1. 24 Hour Party People directed by Michael Winterbottom and starring Steve Coogan
This 2002 British comedy-drama wittily tells the story of the rise of the Manchester music scene from the mid 1970s to the early 1990s. Coogan plays Tony Wilson, whose label, Factory Records, was to be instrumental in the careers of Joy Division, New Order and the Happy Mondays.
2. A Hard Day’s Night directed by Richard Lester and starring The Beatles
Shot in record quick time, this film shows a “typical” 36 hours in the lives of the Fab Four. The plot involves the group getting to the Big Show on time and there are plenty of gags, humour and musical numbers. A must for Beatles fans.
3. This is Spinal Tap directed by Rob Reiner
This hilarious spoof follows heavy metal rock band, Spinal Tap, on their first tour of America to promote their LP Smell the Glove. Told like a real documentary, and largely improvised by the cast, it’s a classic which brought us the phrase “these go up to eleven” when one of the band members is talking about his amp!
4. The Commitments directed by Alan Parker
If you like soul music, then you’ll love this feel-good movie. Performed by a young cast of mainly unknown actors, it follows the fortunes of a band who want to bring rhythm and blues to the people of Dublin.
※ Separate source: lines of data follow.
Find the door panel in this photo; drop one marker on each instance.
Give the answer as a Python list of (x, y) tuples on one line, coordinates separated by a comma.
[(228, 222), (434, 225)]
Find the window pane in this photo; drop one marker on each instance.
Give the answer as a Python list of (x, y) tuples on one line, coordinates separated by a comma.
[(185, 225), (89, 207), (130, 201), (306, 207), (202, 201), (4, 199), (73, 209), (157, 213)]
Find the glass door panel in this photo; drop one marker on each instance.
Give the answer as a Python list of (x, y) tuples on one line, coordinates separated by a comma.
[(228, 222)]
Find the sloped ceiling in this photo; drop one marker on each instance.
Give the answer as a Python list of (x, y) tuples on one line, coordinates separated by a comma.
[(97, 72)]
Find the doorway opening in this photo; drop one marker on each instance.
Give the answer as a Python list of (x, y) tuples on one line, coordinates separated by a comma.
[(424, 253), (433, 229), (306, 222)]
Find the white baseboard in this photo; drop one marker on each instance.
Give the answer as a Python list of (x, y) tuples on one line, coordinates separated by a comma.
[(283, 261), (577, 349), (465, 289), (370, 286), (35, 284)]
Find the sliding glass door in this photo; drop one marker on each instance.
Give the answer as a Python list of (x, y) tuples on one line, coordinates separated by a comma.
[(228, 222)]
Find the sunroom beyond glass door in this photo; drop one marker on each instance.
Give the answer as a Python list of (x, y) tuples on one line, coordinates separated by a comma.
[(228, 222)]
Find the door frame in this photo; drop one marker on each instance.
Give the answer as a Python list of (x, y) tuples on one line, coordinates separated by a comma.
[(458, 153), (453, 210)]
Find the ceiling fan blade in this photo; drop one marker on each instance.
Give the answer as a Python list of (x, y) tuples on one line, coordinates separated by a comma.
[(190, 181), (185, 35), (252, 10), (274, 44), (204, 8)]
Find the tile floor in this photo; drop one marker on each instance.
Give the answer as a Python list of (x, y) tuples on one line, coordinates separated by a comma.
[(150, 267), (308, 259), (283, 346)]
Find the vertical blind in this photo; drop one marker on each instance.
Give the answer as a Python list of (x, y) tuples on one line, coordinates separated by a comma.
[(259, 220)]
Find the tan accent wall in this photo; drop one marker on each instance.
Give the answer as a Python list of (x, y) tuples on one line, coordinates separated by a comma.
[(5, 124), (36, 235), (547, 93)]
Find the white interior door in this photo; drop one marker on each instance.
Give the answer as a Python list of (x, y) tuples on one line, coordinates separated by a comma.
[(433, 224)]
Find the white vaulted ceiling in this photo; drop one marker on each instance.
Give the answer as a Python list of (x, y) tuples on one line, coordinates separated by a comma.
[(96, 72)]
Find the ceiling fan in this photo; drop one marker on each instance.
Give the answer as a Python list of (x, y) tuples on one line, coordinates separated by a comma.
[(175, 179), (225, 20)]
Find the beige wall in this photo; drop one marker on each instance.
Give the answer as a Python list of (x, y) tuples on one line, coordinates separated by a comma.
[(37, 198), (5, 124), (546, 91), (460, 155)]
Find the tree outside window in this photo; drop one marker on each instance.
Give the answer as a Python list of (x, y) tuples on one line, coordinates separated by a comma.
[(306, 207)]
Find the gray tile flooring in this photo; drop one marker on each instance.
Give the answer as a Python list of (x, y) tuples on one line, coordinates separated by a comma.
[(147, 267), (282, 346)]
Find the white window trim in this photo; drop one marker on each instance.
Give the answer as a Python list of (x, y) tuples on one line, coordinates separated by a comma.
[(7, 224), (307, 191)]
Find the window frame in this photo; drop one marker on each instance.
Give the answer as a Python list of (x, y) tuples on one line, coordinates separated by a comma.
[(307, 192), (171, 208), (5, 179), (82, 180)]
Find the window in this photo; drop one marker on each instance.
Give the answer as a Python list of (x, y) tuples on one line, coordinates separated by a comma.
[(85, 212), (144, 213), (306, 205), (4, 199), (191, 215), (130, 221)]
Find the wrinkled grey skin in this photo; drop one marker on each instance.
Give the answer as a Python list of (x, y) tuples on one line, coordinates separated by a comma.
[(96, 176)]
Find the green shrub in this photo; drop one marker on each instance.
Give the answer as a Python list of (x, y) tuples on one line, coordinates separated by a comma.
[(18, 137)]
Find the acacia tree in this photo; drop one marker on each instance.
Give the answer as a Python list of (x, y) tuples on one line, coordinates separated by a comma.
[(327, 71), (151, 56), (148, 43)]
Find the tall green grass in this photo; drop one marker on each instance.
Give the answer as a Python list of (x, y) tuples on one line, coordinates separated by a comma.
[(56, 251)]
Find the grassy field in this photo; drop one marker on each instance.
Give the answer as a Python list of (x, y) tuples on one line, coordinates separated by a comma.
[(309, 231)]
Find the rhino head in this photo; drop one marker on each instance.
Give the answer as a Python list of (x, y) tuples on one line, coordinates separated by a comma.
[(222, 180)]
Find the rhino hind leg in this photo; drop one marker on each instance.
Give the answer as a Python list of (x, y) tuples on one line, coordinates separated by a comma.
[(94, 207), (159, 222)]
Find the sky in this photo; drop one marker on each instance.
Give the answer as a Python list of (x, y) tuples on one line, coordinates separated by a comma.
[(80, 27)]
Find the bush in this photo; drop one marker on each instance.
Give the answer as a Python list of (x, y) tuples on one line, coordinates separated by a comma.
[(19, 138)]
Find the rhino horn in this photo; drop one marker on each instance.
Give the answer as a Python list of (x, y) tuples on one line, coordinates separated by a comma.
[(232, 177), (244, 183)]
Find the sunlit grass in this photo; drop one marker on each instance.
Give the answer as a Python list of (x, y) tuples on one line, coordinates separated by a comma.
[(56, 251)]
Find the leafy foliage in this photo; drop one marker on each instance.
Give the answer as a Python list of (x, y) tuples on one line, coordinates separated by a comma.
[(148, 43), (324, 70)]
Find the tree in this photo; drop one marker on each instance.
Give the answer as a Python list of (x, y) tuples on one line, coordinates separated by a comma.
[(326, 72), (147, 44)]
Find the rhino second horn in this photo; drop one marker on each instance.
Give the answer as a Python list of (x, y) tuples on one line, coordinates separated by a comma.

Featuring high octane performances of soul classics and some memorable and likeable characters, this is a must-watch film from the early 90s.
5. Dreamgirls directed by Bill Condon and starring Beyonce Knowles, Eddie Murphy, Jamie Foxx and Jennifer Hudson
This is another film which perfectly captures the mood of a decade. The time is the 1960s and three singers are being moulded into the perfect girl group, The Dreams, by an ambitious manager. As they become more successful, relationships come under pressure and friendships are betrayed. Although this isn’t a documentary, it does give an accurate flavour of the early years of Motown and it’s full of beautiful musical numbers.
There are so many brilliant films about music it’s impossible to list them all. However, special mention also to:
Walk the Line (about Johnny Cash), The Wall (based on the Pink Floyd album) The Doors (about…..The Doors!) and Almost Famous (about the life of a young rock journalist).
For clips and trailers of these films search their titles in Google or YouTube. You could also rent or buy these films on DVD and Blu-ray. You may find that some come with audio description – it’s usually an option in the set-up before you ‘play’ the main feature film.
Check out your local cinema for new releases on a fashion theme. Some cinemas may offer audio described performances, just ask before booking your tickets.